England’s privatised water companies have been called out for paying £57 billion in dividends since 1991 - equating to an average of £2 billion per year – and dumping raw sewage into rivers for 1.5 million hours in 2019, according to the Guardian newspaper.
The paper found that since 1991, water companies have spent £123 billion on capital expenditure and run up debts of £48 billion – with interest accrued in the region of £1.3 billion last year. Critics are claiming water companies have got into debt to pay dividends - something many refute - and are critical of poor spending levels on infrastructure. With director’s pay soaring, the Guardian newspaper is quick to point out that the earnings of nine of the water companies’ highest-paid directors rose by 8.8% last year.
With the Environment Agency slamming the underperformance of water companies and campaign group We Own It calling on the Government to bring them back into public ownership, many are wondering what the future will hold.
This comes on top of the revelations (also by the Guardian) that water companies discharged raw untreated sewage from storm drains into rivers on more than 200,000 occasions in 2019. Industry insiders have called these releases ‘frequent’ when the European court of Justice only allows the discharge of untreated human waste in ‘exceptional’ circumstances.
Untreated sewage from combined sewer overflows (CSOs) contains excrement, toilet paper and other items that should never be flushed such as wet wipes, cotton buds, contact lenses and even condoms. It’s easy to see how discharges into rivers cause environmental damage. There’s a health hazard too, with illnesses such as E coli directly linked to sewage. With fears over the possible transmission of Covid-19, high levels of water contamination will not bode well should interest fall further on sewage discharge rates.

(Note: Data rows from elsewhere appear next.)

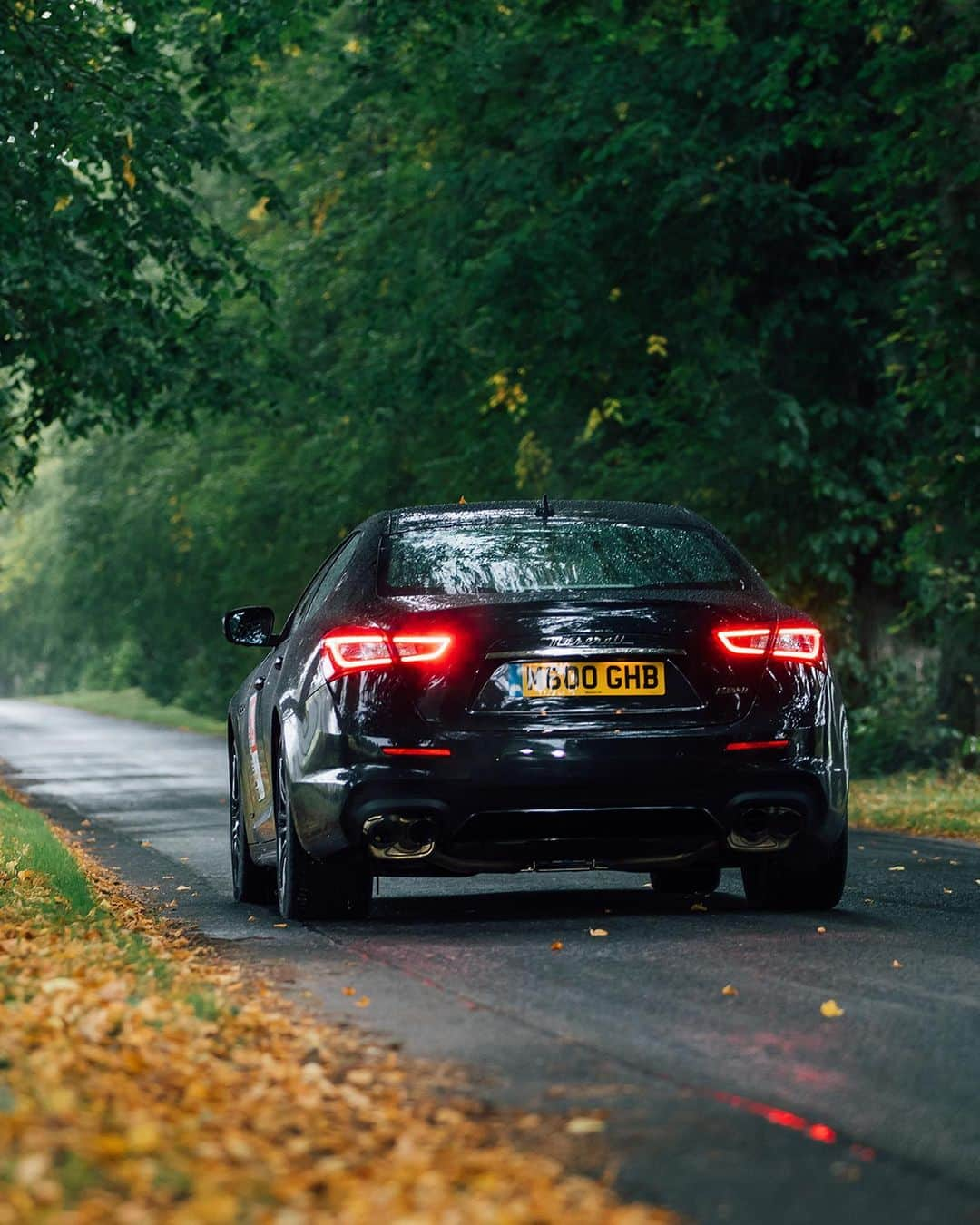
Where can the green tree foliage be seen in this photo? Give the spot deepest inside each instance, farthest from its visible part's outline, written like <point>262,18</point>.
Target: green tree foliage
<point>113,273</point>
<point>723,254</point>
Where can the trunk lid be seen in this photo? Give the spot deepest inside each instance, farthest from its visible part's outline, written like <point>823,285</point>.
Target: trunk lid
<point>484,681</point>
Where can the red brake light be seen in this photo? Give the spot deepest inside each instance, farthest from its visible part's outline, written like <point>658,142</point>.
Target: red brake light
<point>418,648</point>
<point>800,642</point>
<point>745,642</point>
<point>349,651</point>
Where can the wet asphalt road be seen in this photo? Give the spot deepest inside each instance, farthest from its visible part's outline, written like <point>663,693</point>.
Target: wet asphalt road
<point>742,1109</point>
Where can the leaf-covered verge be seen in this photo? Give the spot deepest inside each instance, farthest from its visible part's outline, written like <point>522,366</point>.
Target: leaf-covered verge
<point>926,802</point>
<point>142,1081</point>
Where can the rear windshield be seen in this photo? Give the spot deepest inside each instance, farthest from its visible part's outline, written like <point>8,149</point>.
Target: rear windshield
<point>563,556</point>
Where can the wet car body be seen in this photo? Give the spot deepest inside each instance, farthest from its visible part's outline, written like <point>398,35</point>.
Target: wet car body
<point>448,766</point>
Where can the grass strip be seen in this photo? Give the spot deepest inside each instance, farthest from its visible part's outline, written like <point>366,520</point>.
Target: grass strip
<point>928,802</point>
<point>132,703</point>
<point>143,1081</point>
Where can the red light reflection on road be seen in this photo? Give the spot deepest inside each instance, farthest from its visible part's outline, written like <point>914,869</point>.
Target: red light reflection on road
<point>818,1132</point>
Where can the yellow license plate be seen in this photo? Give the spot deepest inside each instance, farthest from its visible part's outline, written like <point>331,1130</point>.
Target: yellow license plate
<point>606,678</point>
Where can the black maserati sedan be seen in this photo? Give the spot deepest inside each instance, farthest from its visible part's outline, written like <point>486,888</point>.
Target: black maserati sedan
<point>520,686</point>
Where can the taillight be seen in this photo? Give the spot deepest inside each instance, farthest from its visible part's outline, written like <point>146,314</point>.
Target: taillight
<point>350,651</point>
<point>745,642</point>
<point>799,642</point>
<point>420,648</point>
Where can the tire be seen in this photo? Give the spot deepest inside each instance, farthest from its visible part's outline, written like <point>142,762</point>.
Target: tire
<point>310,888</point>
<point>773,884</point>
<point>686,879</point>
<point>249,882</point>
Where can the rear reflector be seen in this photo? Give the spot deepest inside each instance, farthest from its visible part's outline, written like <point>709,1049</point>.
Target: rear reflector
<point>739,745</point>
<point>416,752</point>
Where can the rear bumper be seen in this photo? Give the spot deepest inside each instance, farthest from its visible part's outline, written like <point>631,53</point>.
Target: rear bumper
<point>620,801</point>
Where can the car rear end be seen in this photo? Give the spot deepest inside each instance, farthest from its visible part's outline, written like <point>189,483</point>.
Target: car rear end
<point>609,685</point>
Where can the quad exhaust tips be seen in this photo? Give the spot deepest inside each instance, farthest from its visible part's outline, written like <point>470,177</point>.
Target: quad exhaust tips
<point>397,836</point>
<point>765,827</point>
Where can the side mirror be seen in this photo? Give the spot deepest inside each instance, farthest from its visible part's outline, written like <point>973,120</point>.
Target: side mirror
<point>250,626</point>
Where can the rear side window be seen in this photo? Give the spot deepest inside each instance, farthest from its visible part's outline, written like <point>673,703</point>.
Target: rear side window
<point>331,576</point>
<point>561,556</point>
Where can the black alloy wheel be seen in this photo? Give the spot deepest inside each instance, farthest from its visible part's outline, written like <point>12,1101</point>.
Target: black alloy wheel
<point>249,882</point>
<point>338,887</point>
<point>774,884</point>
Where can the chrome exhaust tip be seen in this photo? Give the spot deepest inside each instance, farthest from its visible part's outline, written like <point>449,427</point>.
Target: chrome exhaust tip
<point>396,836</point>
<point>765,827</point>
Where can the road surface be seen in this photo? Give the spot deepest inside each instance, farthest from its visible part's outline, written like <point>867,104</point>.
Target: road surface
<point>748,1108</point>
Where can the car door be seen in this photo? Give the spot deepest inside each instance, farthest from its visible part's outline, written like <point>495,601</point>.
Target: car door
<point>276,676</point>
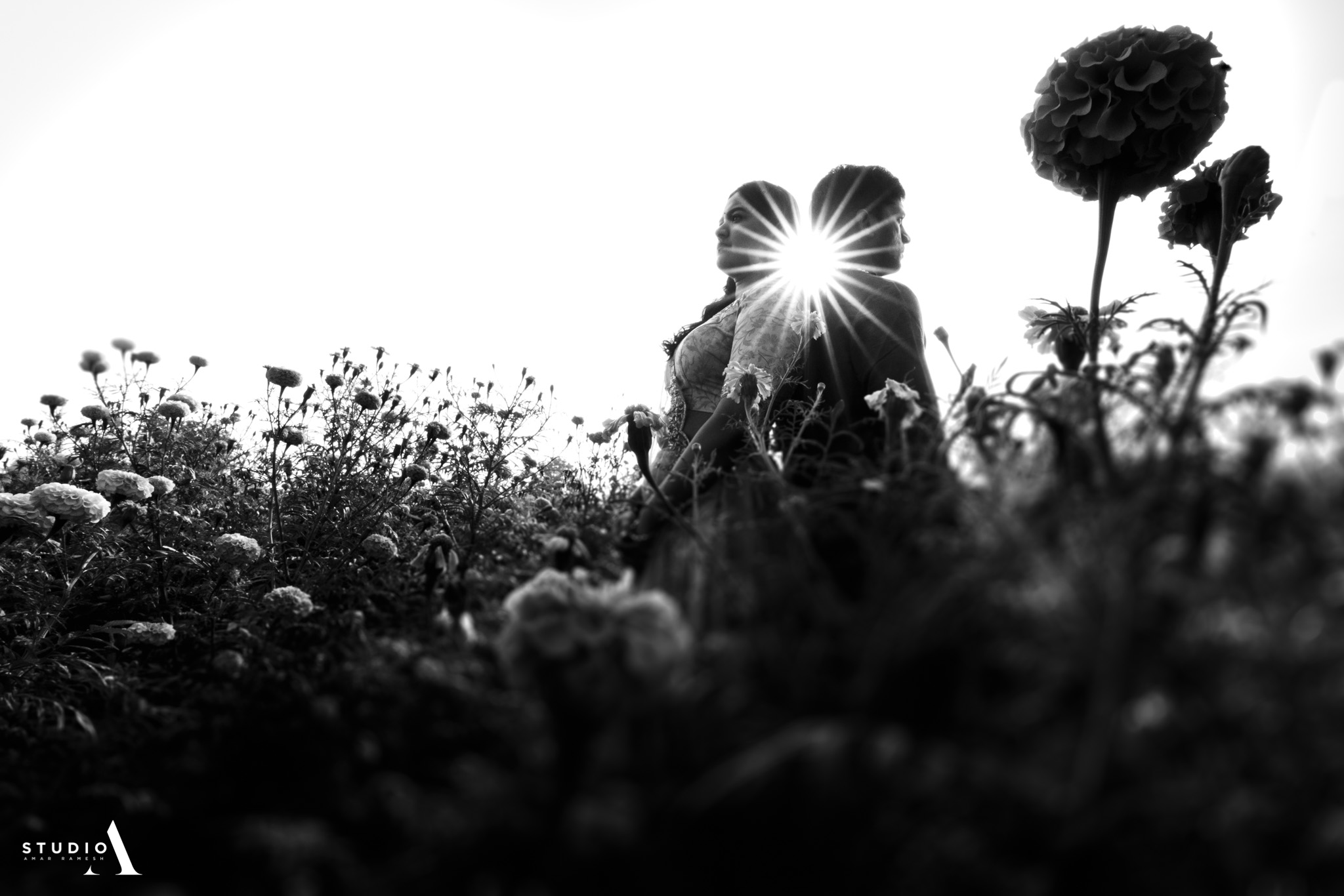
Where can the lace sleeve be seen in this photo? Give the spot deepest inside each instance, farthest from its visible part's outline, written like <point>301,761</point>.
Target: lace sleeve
<point>769,336</point>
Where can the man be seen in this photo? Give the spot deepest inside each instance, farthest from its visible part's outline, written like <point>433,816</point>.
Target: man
<point>873,325</point>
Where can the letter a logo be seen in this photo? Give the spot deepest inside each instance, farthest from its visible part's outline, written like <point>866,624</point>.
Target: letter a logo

The Guardian further points out that by March 2020, water companies should have installed monitoring on the majority of their combined sewer overflows, but only 6,600 of a total 10,000 had monitoring fitted.
While it’s easy to place the blame, there are always two sides to the story. England’s water companies are battling an aging infrastructure, (inherited from the public sector), built well before the demands of modern day life. The issue of combined drainage systems and overflows is complex and not something that can possibly be solved overnight, (or is cheap to fix) even if the water companies were brought into public ownership.
As the Guardian’s own report shows, water companies are investing billions each year into infrastructure (making them the bane of road users sick of road works to upgrade pipes). With innovative projects such as the Thames Tideway Tunnel in construction and set to drastically clean up the Thames, it’s unfair to say that all water companies are putting profits above the environment and public health.
However, it’s clear that some fundamental problems need to be addressed. For water companies, the exploration of new technologies and solutions to long-standing issues with water and drainage systems needs to be a top priority in the years to come.